Support compassionate, practical and culturally compatible philanthropy
Support compassionate, practical and culturally compatible philanthropy

Sunday, December 01, 2019

The Broken Rickshaw

In 1989 I chanced upon an elderly man named Babbu Sidhu operating a bicycle rickshaw in India. I was his passenger and at one point the vehicle cracked and completely collapsed and broke in two. It was a mess and we draw a crowd of curious onlookers.

I slightly injured my leg and arm. The driver was uninjured but he sat on the curb weeping and he was very distraught. I thought, "I am the one who was injured, so why he is crying?"

A bystander explained to me that the rickshaw was both his home AND his livelihood. He barely made enough money each day (about $1.50) to buy a little food and he could never afford to repair his rickshaw..

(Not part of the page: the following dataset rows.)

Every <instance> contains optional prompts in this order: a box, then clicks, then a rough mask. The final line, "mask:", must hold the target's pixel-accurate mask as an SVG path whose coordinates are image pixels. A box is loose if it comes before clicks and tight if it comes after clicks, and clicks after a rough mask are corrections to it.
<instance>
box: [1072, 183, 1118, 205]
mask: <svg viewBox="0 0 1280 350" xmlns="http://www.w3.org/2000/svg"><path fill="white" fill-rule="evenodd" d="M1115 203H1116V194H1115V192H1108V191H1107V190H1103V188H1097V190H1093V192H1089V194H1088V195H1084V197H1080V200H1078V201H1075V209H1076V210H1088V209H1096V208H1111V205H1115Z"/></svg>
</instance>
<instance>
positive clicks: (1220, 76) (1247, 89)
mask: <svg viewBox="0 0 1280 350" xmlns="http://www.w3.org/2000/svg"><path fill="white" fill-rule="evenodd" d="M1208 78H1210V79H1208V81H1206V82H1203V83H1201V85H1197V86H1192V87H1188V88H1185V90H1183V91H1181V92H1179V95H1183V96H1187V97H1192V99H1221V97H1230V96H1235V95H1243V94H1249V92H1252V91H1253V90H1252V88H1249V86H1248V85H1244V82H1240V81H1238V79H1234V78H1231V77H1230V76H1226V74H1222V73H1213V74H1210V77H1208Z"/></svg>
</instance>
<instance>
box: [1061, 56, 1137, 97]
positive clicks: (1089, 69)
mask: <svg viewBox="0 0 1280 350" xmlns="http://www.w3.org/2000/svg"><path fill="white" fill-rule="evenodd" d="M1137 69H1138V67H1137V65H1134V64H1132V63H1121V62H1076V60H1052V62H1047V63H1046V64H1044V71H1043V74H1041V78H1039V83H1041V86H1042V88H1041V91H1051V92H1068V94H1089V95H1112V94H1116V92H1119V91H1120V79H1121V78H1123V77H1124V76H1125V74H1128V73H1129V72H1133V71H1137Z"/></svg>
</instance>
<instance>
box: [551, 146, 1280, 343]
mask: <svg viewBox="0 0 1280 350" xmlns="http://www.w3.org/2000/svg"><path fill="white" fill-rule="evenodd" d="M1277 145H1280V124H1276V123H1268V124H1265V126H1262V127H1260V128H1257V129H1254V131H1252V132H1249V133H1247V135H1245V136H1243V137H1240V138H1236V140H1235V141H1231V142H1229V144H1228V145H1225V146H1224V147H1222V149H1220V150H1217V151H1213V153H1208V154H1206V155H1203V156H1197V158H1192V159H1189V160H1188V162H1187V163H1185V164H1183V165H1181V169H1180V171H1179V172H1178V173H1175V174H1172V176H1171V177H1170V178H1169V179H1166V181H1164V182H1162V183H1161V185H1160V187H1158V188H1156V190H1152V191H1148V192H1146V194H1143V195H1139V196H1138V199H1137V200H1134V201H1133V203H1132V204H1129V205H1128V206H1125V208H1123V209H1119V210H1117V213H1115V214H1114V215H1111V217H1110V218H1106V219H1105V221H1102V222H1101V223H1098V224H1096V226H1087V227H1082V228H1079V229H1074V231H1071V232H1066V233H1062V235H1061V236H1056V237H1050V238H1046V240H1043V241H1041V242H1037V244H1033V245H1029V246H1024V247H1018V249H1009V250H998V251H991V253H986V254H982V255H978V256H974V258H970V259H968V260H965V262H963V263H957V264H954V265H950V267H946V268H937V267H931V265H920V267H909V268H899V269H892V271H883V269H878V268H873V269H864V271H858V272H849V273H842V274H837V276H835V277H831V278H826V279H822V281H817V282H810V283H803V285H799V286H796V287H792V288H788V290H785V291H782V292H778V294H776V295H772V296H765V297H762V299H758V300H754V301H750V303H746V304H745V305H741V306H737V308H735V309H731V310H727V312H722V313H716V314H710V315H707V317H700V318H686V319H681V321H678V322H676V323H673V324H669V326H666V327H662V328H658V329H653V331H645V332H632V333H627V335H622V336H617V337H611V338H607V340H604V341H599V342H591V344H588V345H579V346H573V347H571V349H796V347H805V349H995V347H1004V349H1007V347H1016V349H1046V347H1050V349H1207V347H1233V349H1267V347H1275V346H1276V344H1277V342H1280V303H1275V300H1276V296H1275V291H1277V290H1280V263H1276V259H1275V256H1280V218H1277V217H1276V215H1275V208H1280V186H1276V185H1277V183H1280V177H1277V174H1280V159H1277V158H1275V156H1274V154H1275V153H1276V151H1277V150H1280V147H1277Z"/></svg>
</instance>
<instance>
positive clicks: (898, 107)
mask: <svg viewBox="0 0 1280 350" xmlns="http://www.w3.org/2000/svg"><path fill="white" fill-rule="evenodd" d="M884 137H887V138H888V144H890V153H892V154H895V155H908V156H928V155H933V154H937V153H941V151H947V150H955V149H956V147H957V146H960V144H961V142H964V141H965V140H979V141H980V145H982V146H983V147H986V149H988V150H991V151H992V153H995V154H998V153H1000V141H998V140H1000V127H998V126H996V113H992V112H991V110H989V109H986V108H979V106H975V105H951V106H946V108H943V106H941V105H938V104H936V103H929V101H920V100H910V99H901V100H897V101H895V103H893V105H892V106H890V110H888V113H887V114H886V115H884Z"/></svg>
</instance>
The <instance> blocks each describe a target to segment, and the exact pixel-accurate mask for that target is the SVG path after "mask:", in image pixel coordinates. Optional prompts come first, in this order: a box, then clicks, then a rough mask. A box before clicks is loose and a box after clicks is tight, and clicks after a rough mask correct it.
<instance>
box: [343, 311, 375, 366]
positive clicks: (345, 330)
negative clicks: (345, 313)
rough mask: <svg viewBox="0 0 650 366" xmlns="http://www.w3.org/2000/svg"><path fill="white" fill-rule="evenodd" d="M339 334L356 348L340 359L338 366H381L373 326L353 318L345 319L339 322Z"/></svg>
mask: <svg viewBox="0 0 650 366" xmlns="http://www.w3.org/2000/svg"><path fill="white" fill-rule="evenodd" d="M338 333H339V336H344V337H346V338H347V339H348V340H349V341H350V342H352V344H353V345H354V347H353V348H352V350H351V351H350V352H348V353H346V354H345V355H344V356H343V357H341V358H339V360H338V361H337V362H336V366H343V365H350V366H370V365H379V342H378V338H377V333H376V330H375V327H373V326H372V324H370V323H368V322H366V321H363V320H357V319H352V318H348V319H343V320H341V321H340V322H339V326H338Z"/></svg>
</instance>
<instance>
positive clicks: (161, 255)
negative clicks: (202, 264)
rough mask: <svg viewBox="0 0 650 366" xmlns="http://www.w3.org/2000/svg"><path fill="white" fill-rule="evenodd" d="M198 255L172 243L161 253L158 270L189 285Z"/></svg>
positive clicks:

I offered to make his rickshaw like new on the condition that he would go to Mother Teresa’s Home for the Destitute and Dying in the slums of Kolkata once a week for a year, and take the sisters wherever they needed to go at no charge. It cost all of $35 to repair and revamp the rickshaw. When I returned to Kolkata a few years later, I found out he had kept his word and the Sisters of the Mother Teresa order were very fond of Babbu Sidhu and gave him lots of business.